Amar is from a Sikh family. She was born in Kenya where she spent her early childhood. After a year in India, the family came to Britain when Amar was nine years old. Around that time her mother got ill. Amar, being the eldest and being a girl, became responsible for looking after herself and her sister and brothers. She describes their childhood as unhappy, but that they worked as a team.
Amar felt that she and her family were stigmatised due to her mother’s illness (she is suffering from a schizophrenic disorder). She says people’s body language gave away negative attitudes, and that she was unable to marry someone from her community because of stigma. Today she describes herself as spiritual but not religious and she does not want to visit the Temple. She finds her community’s attitude to mental illness hypocritical. Her mother, who is religious, doesn’t go to the Temple either now, due to the attitudes of people there.
When she married outside her own community, her family protested strongly. Amar studied social work as a mature student and started working. She moved to Portugal with her husband and two step-children, but returned to give birth to her son in Britain after 10 years of marriage. Having a son made it easier to be accepted back in her family.
The full responsibility of caring for her mother gradually moved onto Amar. When her father died three years ago she has become the main carer. She feels that her siblings are not doing their bit. In fact, she says, they are not all fully accepting that their mother is ill.

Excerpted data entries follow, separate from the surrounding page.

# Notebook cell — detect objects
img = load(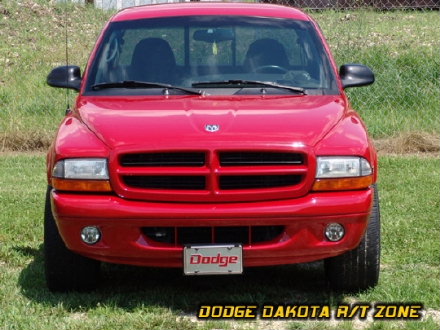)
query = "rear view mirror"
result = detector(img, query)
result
[339,64,374,88]
[47,65,81,91]
[193,29,234,43]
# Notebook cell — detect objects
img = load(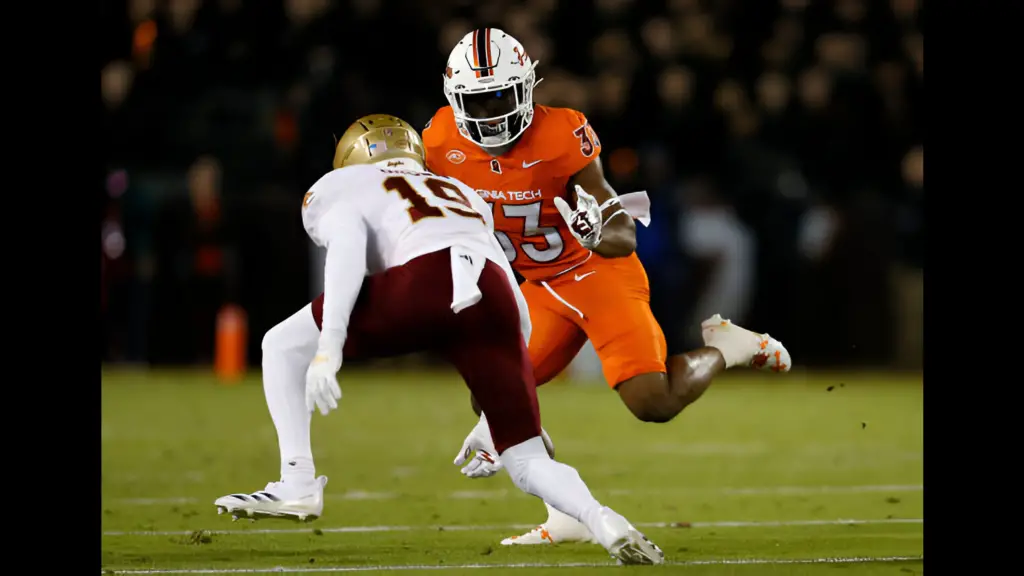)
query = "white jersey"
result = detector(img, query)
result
[302,160,529,341]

Being a qualified social worker with long working experience, Amar is today closely involved in the medical care of her mother. She often knows more than the health professionals about procedures, policies and practice.
Amar visits her mother before going to work every day. She makes sure her mother is dressed and has something to eat. If she is unwell, Amar will ring a few times from work, or take time off to be with her. After work she goes to her mother’s to cook dinner, clean and do other housework. When she is finally home, it is late and she is tired. She doesn’t have the energy or much time to socialise. She finds it hard to maintain friendships because of her caring responsibilities. Due to her responsibilities and her son being in college, she can’t live with her husband, who is retired abroad.

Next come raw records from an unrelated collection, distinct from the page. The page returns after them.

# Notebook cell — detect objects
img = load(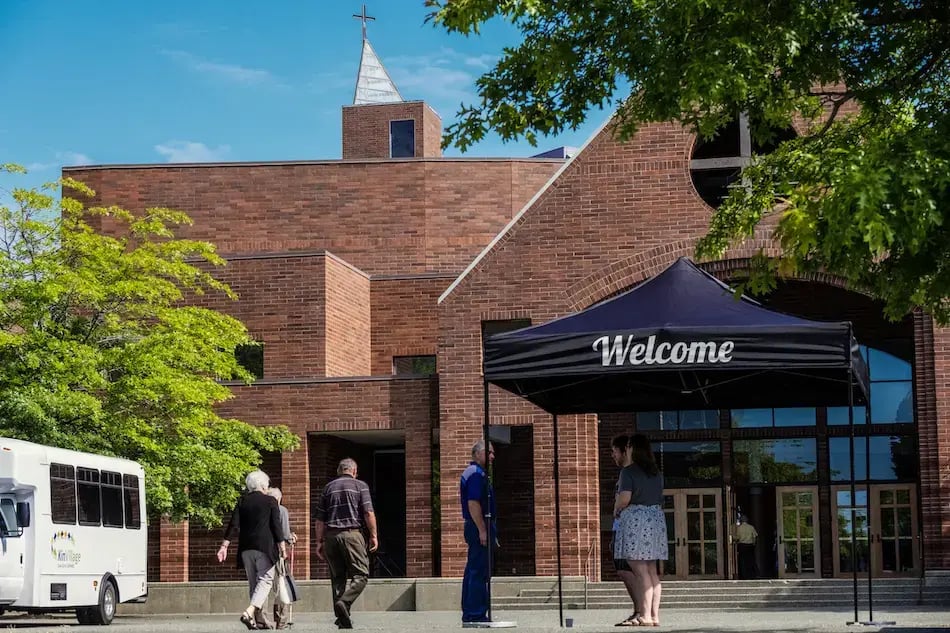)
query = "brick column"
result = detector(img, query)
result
[281,437,312,580]
[914,313,950,570]
[158,517,188,582]
[405,385,438,578]
[534,415,600,577]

Amar strongly believes in the value of caring, and this helps her during difficult periods. She also practices meditation and yoga, which she learnt as a child. When crisis hits, she sometimes uses counselling to get things of her chest and to sort out her thoughts. She thinks more such services should be available to carers.
Amar doesn’t know how long she can continue as her mother’s carer. She is tired and dissatisfied with her situation and would like to change direction in her work life. She is also very worried about the impact the situation has on her own and her son’s well being.